Inspired in part by Ellsberg’s 2002 book, Secrets: A Memoir of Vietnam and the Pentagon Papers, Ehrlich had been planning a movie about the onetime Cold Warrior turned outspoken pacifist but realized she didn’t want to make it alone. So she began roaming the hallways of the Saul Zaentz Media Center in Berkeley, searching for a prospective partner.
“We’d been working down the hall from one another, and we knew about each other but we’d never worked together,” she says of Goldsmith. “There are 40 documentary filmmakers on that floor, and I randomly walked into Rick’s office to see if he had any interest. He pulled out a huge file on Ellsberg.”
Goldsmith, who has lived and worked in the Bay Area since 1975, was already taken by the story of Ellsberg, now 78, who lives in Northern California and remains an activist to this day. But he and Ehrlich needed Ellsberg’s cooperation to tell it.

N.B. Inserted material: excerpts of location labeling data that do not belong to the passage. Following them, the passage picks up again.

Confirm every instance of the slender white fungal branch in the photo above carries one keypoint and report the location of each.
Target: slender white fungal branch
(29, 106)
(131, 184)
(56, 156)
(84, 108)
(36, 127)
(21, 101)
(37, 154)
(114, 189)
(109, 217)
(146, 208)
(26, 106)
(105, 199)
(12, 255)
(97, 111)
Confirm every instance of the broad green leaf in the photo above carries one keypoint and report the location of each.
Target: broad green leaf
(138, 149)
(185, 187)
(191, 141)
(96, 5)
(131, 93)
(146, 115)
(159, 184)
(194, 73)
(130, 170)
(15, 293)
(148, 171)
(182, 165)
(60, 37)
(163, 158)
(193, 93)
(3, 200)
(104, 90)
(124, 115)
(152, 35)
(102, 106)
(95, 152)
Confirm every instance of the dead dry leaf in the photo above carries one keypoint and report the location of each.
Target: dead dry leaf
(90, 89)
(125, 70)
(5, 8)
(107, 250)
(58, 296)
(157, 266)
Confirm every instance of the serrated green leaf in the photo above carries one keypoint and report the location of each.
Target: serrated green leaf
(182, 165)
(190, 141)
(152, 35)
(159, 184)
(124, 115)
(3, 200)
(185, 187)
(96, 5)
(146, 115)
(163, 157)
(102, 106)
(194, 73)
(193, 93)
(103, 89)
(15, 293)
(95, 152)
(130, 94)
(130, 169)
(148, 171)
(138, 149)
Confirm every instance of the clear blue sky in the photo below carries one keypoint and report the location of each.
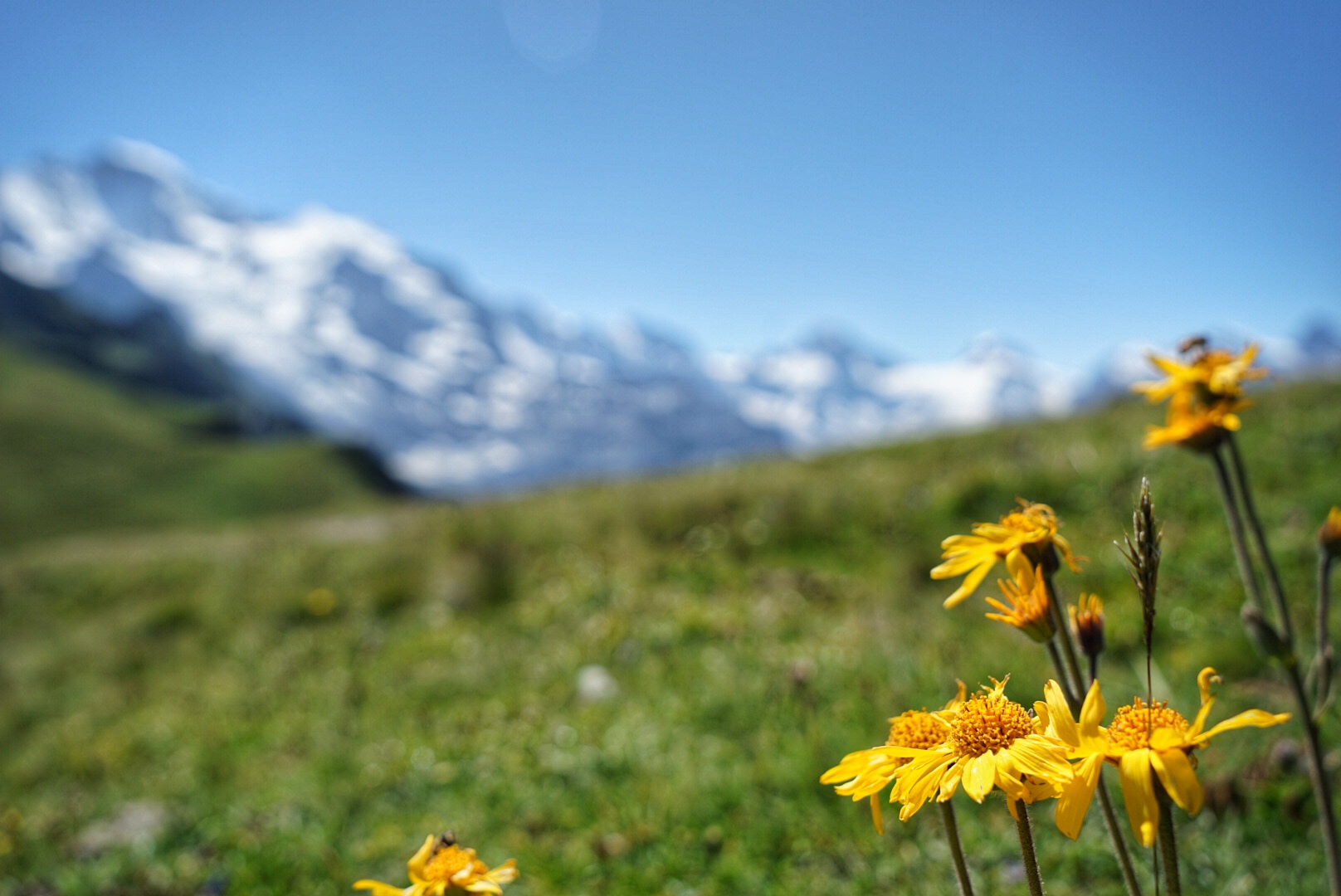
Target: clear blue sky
(1069, 174)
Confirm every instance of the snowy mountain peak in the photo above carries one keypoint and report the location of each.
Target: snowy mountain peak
(324, 319)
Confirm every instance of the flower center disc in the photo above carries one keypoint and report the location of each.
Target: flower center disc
(988, 722)
(1132, 724)
(446, 861)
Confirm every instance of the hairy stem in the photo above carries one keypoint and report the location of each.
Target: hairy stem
(1064, 633)
(1114, 835)
(1231, 514)
(1290, 661)
(1324, 655)
(1026, 848)
(1273, 578)
(1321, 782)
(957, 850)
(1114, 832)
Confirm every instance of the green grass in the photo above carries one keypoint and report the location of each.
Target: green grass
(78, 455)
(761, 621)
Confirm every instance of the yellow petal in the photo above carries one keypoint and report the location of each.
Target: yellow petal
(378, 889)
(1075, 797)
(1179, 780)
(420, 859)
(971, 582)
(1060, 715)
(1250, 719)
(1143, 811)
(979, 776)
(1092, 713)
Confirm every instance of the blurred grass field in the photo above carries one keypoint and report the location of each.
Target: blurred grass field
(293, 680)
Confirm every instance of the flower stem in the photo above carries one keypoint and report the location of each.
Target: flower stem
(1114, 830)
(1273, 578)
(957, 850)
(1168, 844)
(1324, 656)
(1290, 661)
(1026, 848)
(1064, 633)
(1114, 833)
(1231, 514)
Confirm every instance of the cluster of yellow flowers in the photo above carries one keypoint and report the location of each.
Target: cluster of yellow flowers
(992, 742)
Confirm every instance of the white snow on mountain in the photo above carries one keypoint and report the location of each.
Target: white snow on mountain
(831, 392)
(328, 319)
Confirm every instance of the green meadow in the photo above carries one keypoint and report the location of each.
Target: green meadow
(235, 667)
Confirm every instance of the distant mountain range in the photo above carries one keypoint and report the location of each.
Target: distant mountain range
(322, 322)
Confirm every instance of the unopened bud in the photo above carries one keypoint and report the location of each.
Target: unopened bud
(1088, 621)
(1262, 632)
(1329, 537)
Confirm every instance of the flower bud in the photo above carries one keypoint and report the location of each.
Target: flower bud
(1088, 622)
(1329, 537)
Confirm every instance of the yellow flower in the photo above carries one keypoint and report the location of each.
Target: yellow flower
(441, 868)
(1203, 397)
(868, 772)
(992, 743)
(1214, 373)
(1329, 537)
(1140, 739)
(1022, 538)
(1194, 426)
(1088, 621)
(1030, 609)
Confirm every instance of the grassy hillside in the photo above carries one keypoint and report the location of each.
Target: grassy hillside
(78, 455)
(300, 711)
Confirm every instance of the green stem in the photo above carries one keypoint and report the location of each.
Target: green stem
(1231, 514)
(1321, 782)
(1114, 833)
(1273, 578)
(1168, 844)
(957, 850)
(1114, 830)
(1026, 848)
(1290, 661)
(1064, 632)
(1324, 655)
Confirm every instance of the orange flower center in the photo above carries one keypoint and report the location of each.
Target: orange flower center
(988, 722)
(1132, 724)
(448, 861)
(918, 730)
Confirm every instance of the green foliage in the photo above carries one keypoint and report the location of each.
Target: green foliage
(80, 456)
(309, 702)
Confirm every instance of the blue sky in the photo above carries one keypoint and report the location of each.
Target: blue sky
(744, 172)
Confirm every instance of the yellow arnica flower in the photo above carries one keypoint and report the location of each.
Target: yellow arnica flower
(1139, 741)
(1214, 373)
(441, 868)
(1329, 537)
(992, 743)
(1203, 395)
(1021, 538)
(868, 772)
(1192, 426)
(1030, 609)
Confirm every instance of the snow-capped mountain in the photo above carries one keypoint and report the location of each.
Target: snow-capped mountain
(829, 392)
(328, 319)
(125, 263)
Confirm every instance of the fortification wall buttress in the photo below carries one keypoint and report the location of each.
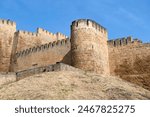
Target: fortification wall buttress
(7, 30)
(89, 48)
(131, 59)
(50, 53)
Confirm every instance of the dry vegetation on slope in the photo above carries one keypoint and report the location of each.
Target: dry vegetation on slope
(72, 85)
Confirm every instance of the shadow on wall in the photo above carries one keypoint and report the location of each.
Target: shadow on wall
(138, 73)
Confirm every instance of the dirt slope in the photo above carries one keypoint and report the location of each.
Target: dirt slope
(72, 85)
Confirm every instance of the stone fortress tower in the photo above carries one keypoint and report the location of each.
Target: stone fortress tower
(7, 30)
(27, 53)
(89, 48)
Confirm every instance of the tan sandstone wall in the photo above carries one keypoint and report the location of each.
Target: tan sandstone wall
(124, 57)
(51, 53)
(89, 48)
(130, 60)
(7, 29)
(27, 39)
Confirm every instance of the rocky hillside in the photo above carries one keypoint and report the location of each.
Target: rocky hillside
(72, 85)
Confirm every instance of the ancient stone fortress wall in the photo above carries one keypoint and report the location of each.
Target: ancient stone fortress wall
(129, 57)
(50, 53)
(7, 30)
(28, 39)
(89, 48)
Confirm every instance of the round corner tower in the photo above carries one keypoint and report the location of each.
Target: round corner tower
(89, 46)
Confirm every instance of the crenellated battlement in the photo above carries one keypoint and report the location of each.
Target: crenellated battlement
(7, 22)
(56, 36)
(87, 23)
(41, 30)
(60, 35)
(43, 47)
(27, 33)
(122, 41)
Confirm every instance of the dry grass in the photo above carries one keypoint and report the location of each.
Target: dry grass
(72, 85)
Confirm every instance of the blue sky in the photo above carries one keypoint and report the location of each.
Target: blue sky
(120, 17)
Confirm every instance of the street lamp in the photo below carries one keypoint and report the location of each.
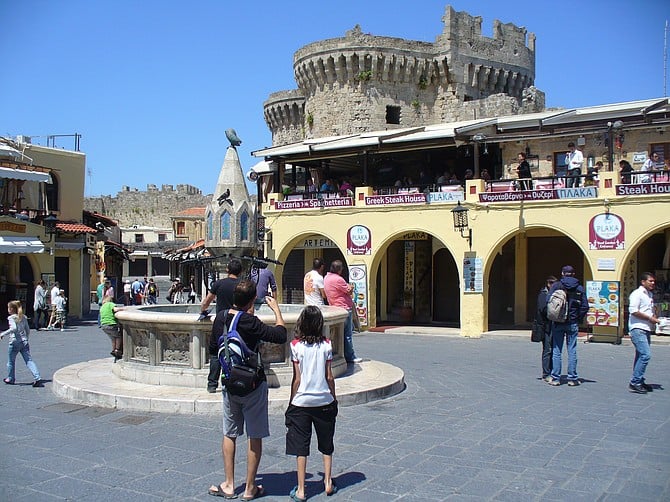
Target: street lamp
(50, 229)
(611, 128)
(460, 214)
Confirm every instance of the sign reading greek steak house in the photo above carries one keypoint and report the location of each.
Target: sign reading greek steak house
(314, 203)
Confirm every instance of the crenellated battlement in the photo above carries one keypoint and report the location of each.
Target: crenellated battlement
(349, 84)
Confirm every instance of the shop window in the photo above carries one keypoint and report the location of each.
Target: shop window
(393, 114)
(51, 190)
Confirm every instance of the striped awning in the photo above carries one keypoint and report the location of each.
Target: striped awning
(16, 245)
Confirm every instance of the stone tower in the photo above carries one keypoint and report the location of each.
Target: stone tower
(231, 215)
(363, 82)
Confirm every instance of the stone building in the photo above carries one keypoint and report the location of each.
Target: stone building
(363, 82)
(152, 207)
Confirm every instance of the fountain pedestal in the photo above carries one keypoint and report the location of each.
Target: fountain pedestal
(167, 345)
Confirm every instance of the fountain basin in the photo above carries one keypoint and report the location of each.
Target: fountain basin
(167, 345)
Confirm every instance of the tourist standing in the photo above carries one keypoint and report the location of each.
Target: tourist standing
(568, 330)
(541, 319)
(313, 402)
(223, 291)
(642, 322)
(338, 293)
(110, 326)
(574, 160)
(251, 409)
(40, 306)
(18, 332)
(313, 284)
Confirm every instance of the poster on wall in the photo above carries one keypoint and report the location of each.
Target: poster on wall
(473, 275)
(604, 303)
(358, 277)
(606, 231)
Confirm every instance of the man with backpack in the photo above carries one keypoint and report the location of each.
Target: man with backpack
(566, 295)
(151, 292)
(251, 409)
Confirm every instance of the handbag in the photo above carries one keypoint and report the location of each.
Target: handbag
(537, 332)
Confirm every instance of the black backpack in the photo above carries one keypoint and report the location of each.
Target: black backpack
(241, 368)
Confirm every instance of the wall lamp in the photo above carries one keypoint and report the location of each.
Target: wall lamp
(50, 229)
(460, 214)
(611, 127)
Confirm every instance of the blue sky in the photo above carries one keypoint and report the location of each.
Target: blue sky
(152, 85)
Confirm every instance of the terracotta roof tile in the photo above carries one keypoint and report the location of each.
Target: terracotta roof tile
(75, 228)
(192, 211)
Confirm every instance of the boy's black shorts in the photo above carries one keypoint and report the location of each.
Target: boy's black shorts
(299, 423)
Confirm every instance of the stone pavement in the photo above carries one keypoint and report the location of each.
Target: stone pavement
(474, 423)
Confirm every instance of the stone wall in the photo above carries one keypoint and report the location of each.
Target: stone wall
(362, 82)
(152, 207)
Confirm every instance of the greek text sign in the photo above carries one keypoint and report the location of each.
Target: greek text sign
(559, 193)
(359, 240)
(314, 203)
(606, 231)
(643, 189)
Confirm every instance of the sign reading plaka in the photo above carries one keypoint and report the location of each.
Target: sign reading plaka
(437, 197)
(384, 200)
(359, 241)
(643, 189)
(559, 193)
(606, 231)
(314, 203)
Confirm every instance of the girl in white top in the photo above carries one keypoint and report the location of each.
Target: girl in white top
(313, 401)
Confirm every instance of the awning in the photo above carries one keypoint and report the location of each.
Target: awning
(22, 244)
(22, 174)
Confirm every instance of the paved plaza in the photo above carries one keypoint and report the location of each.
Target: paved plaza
(474, 423)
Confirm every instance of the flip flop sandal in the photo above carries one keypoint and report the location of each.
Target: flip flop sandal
(220, 493)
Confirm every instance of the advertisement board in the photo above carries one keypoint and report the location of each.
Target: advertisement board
(604, 299)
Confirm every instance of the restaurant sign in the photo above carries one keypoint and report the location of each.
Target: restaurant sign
(606, 231)
(314, 203)
(528, 195)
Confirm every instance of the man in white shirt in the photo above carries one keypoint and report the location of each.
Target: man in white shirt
(313, 284)
(648, 166)
(642, 322)
(574, 160)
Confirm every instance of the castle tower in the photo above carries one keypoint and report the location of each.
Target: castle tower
(362, 82)
(230, 216)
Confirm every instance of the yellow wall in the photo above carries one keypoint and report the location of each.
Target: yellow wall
(493, 224)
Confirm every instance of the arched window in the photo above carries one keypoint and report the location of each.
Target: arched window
(244, 226)
(225, 225)
(51, 191)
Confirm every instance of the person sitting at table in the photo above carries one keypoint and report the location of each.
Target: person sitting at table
(328, 187)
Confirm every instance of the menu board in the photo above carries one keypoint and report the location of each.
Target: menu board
(358, 276)
(604, 303)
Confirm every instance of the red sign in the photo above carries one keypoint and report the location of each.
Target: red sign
(606, 231)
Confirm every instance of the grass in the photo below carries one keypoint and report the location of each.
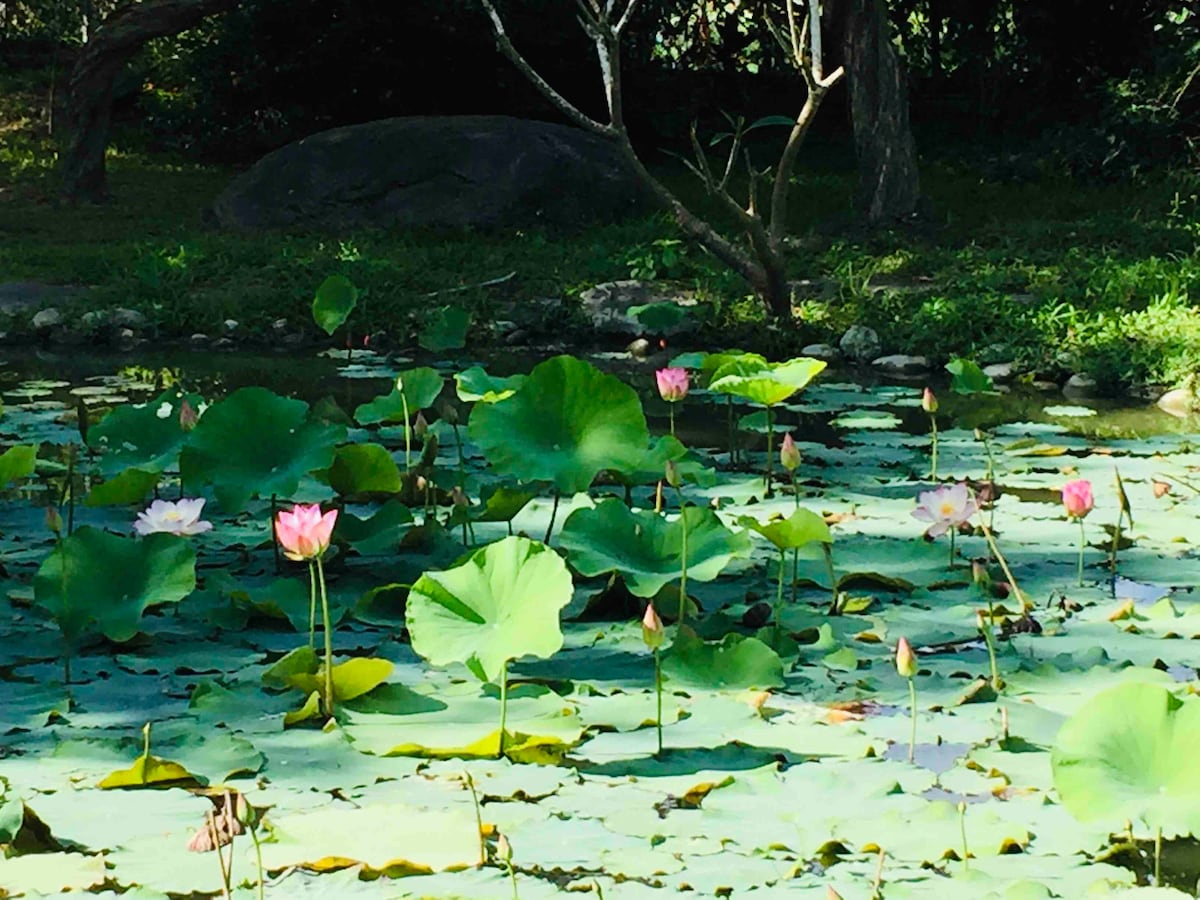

“There were three other people talking to him about a movie, and it took a lot of arm-twisting to get him on board,” she says. “I think it was because we have a lot of mutual friends who vouched for us. I was a peace activist for many years, and I think that convinced him that we would get at the story of great conscience that’s at the heart of the film.”
“This is a story about serious business – war and peace, social justice,” adds Goldsmith. “It’s about a man taking a stand, sticking his neck out and doing what’s right in the face of incredible pressure. That was the story we needed to tell – not just the story of Dan, but the story of this amazing risk he took that affected the history of a nation.”
Although Goldsmith acknowledges that his concept of what Dangerous Man should be differed initially from Ehrlich’s, their joint decision to focus on Ellsberg was reached only after meticulous research into the Pentagon Papers incident and the roles of all its major players. After that, they set about tracking them down, to give a comprehensive overview of Ellsberg’s historic act of defiance.
“It was a matter of picking up the phone,” Goldsmith says. “We wanted to talk to people who were part of the story, not those who consider themselves experts on it now. You can do a documentary that way, talking to intellectuals who studied a situation after the fact, but that’s not what we wanted.”
“The only people who really resisted were his opponents,” adds Ehrlich. “We almost got [former Army general and Secretary of State] Alexander Haig, and by the end of the process, we were on a first-name basis with his secretary, but it didn’t work out. [Henry] Kissinger would never speak to us, and that surprised me a little – he seemed like the Nixon administration’s voice of reason in this situation. But I think most people wanted to tell their stories.”
Much of the anti-Ellsberg sentiment present in Dangerous Man comes directly from the movie’s wealth of archival footage, in which Nixon supporters suggest the outspoken policy adviser was guilty of nothing less than treason. Ehrlich laughs off the claim.
“Daniel was very cautious about what he revealed,” she says. “It turned out, most of what was in the Pentagon Papers was already in the public record, either in books that were available or Congressional records. It was not top-secret stuff. What Daniel really did was reveal how much secrecy there was about things that didn’t need to be secret.
“That’s what still resonates today, especially during the Bush administration – that things haven’t changed, and that we need the Daniel Ellsbergs of the world, in every generation, to keep the government honest. This wasn’t information that was being kept secret from the Vietnamese or the Russians. This was information being kept from Lyndon Johnson and the American people. And the American people deserved to know.”
The Most Dangerous Man in America will be playing at the Red Vic through Tuesday. It will be playing all week at the Shattuck Cinemas in Berkeley.